A la fin du II siècle ou au début du IV siècle
après J.C., la ville est fortifiée au moyen d'une
enceinte rectangulaire, symbole de la puissance renouvelée d'un
Etat romain autoritaire, plutôt que marque d'une
insécurité liée aux invasions germaniques du II
siècle.
Elle demeure la seule protection de la cité jusqu'au XI
siècle.
Au II
siècle, Vindinum désigne Le Mans.
Au Bas-Empire, la cité recouvre le nom du peuple d'origine :
civitas cenomanorum (cité des Cénomans). Le toponyme
évolue au VI' siècle, cinomannis, puis celmanes au VII
siècle. Au cours du Moyen Age une césure se produit
donnant cel Mans puis aujourd'hui LE MANS.

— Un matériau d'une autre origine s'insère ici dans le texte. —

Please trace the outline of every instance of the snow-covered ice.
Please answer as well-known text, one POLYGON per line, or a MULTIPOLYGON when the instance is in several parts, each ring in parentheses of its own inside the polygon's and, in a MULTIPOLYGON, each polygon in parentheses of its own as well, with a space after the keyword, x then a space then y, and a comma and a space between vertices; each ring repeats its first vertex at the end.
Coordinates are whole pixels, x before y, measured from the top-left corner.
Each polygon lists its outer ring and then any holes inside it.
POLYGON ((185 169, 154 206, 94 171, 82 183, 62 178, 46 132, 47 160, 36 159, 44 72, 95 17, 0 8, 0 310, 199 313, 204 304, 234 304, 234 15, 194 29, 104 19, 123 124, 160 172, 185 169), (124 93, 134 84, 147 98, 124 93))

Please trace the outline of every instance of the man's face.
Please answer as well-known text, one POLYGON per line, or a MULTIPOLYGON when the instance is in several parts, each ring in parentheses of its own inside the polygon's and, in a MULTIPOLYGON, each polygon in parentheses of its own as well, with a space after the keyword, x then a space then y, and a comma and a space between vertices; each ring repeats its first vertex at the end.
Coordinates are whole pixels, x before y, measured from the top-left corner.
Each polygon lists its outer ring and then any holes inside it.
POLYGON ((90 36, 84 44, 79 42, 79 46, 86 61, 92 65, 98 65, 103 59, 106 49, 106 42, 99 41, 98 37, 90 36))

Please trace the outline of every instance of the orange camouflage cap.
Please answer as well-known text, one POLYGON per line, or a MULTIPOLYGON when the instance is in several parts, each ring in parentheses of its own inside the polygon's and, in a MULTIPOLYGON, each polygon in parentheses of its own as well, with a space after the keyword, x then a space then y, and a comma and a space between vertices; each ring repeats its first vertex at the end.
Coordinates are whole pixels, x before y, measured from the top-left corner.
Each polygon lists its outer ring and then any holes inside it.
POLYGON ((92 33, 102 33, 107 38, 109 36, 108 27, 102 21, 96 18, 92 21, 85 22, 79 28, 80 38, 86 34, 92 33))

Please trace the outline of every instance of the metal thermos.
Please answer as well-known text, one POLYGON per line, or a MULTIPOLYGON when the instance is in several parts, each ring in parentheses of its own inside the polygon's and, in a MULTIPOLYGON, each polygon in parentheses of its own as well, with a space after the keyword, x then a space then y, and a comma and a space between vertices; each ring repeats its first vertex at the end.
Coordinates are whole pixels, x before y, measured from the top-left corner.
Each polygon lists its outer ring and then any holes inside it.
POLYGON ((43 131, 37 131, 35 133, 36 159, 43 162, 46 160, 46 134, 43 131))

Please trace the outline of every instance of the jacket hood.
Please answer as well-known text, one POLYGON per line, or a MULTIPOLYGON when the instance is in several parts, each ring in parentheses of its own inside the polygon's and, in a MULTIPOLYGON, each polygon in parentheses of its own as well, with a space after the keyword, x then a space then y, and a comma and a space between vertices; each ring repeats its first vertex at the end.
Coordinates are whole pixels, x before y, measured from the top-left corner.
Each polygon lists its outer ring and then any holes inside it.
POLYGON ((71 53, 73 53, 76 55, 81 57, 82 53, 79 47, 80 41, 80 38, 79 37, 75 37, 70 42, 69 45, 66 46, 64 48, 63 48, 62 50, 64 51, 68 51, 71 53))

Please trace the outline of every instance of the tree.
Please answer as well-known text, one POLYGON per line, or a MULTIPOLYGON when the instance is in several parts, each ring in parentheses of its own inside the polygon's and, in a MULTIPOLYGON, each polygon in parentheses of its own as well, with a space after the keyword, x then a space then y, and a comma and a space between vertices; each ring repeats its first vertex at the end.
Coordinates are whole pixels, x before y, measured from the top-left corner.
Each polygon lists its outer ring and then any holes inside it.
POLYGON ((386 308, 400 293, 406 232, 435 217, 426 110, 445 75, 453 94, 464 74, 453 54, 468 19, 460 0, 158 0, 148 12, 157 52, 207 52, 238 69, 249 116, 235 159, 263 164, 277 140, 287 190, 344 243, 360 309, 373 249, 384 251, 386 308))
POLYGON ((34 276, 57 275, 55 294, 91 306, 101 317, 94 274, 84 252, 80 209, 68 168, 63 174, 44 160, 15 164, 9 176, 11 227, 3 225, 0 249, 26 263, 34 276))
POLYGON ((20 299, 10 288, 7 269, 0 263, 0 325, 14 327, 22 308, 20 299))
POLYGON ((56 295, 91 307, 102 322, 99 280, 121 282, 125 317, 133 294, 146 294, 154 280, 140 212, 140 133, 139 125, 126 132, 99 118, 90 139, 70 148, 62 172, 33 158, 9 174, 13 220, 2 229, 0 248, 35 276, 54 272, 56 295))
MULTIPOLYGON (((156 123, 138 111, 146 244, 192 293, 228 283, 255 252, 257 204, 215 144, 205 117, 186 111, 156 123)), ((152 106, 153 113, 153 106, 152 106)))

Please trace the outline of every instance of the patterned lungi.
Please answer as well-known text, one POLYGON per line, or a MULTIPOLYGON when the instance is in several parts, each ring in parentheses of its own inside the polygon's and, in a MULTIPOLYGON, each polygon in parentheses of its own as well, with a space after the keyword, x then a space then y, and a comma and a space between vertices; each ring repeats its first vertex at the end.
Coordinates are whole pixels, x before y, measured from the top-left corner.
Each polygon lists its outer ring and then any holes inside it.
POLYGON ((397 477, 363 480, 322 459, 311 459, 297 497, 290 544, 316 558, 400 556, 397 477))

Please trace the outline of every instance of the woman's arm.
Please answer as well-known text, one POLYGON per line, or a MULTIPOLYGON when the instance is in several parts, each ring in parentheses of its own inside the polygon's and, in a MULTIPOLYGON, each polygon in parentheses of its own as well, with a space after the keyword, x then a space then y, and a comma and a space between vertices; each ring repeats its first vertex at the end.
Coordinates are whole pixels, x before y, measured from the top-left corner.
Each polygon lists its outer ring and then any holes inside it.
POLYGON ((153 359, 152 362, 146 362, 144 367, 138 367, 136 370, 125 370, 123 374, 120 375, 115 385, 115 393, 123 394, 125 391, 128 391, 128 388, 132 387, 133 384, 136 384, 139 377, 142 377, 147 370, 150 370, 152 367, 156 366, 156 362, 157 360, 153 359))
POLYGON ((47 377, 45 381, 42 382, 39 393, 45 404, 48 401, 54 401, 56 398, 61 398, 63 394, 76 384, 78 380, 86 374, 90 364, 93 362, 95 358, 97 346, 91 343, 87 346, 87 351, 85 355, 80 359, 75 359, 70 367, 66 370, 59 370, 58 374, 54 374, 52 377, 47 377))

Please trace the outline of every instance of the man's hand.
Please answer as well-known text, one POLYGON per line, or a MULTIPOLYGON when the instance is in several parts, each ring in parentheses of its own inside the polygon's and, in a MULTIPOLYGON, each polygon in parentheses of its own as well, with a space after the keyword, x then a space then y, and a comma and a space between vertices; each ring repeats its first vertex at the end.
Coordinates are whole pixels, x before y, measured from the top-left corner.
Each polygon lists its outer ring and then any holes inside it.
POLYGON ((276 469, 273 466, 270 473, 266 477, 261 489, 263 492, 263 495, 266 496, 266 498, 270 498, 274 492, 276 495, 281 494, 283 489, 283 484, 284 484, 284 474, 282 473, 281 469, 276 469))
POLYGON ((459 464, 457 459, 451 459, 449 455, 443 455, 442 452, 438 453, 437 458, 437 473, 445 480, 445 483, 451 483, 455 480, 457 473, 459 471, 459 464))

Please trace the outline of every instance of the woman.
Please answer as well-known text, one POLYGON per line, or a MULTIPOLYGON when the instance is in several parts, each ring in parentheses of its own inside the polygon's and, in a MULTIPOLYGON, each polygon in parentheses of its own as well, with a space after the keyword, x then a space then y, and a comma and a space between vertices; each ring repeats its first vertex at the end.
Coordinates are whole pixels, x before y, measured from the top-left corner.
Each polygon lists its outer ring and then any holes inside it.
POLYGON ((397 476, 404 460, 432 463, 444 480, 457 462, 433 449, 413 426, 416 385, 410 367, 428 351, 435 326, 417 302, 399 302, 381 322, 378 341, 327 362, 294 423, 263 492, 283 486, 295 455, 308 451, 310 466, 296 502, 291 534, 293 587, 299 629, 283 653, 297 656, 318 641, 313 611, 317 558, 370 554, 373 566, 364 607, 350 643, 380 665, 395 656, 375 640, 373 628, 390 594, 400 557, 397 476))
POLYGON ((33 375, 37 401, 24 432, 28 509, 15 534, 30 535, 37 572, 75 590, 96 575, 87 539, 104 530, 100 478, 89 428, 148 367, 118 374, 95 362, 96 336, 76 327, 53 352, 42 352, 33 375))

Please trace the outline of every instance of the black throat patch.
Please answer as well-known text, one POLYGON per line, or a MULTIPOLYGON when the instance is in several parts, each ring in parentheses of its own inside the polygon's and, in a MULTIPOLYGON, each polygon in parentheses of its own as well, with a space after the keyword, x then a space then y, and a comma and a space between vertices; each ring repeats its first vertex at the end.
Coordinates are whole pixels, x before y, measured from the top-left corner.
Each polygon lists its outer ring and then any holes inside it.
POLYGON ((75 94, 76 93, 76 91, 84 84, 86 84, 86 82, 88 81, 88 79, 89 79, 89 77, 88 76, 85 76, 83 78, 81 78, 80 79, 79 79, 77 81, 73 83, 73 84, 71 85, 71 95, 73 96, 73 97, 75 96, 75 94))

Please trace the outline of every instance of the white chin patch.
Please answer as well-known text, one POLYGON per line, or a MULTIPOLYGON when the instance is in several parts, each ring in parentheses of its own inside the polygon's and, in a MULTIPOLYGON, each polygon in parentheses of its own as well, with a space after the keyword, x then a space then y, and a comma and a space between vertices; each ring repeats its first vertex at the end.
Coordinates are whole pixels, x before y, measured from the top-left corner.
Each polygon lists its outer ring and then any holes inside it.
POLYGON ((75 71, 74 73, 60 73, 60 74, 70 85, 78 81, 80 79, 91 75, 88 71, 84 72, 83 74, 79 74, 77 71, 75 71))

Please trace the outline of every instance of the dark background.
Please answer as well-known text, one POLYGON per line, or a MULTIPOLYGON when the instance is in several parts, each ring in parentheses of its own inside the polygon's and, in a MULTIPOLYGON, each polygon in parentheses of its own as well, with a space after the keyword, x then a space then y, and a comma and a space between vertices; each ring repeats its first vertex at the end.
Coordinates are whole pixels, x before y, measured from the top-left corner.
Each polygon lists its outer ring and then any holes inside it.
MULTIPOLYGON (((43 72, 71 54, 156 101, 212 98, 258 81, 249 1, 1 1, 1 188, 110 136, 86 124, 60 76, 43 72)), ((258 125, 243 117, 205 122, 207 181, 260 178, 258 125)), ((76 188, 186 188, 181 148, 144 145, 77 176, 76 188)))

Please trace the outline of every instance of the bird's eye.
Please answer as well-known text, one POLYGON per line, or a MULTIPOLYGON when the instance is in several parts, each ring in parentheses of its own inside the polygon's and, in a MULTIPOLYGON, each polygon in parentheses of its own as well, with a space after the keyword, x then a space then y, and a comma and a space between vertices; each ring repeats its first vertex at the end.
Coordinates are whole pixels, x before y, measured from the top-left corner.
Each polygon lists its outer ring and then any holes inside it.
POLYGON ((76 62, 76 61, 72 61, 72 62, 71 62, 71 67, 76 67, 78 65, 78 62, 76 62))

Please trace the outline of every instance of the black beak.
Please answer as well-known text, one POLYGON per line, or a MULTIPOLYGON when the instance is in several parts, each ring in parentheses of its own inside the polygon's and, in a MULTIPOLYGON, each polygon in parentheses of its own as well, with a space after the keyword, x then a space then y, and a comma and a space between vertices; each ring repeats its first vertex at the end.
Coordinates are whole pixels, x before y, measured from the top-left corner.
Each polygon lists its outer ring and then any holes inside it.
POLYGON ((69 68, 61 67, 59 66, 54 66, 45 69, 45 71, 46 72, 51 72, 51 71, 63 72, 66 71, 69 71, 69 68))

Pendant le haut Moyen Age, la christianisation s'inscrit dans le
paysage urbain par la construction d'édifices religieux à
l'intérieur comme à l'extérieur des murs.
Intra-muros,
au Nord-Est, le groupe épiscopal comprend une cathédrale,
des oratoires et le palais épiscopal, résidence de
l'évêque. Cet ensemble constitue le chœur du
pôle ecclésiastique. L'évêque Aldric,
fidèle de l'empereur Louis le Pieux, fils de Charlemagne,
entreprend la restauration de la cathédrale.
A proximité et conformément à la règle de
saint Chrodegang, il fait ériger un cloître pour les
chanoines, auxiliaires de l'évêque. Aucune trace ne
subsiste. Dans les siècles suivants, des maisons canoniales sont
édifiées dans le quartier environnant la
cathédrale. Extra-muros, la cité s'entoure d'une
auréole de monastères et d'églises parmi lesquels
Notre-Dame de Gourdaine, fondée au VI' siècle,
Saint-Victeur; les abbayes Saint-Vincent
et Laurent, Saints Pierre et Paul, aujourd'hui la Couture, Notre-Dame
du Pré, Saint-Hilaire, Saint-Pavin-des-Champs, Saint-Ouen,
Sainte-Scholastique, actuellement Saint-Benoît.
Cette
couronne d'édifices religieux et les travaux d'Aldric
témoignent du relatif dynamisme urbain du haut Moyen Age.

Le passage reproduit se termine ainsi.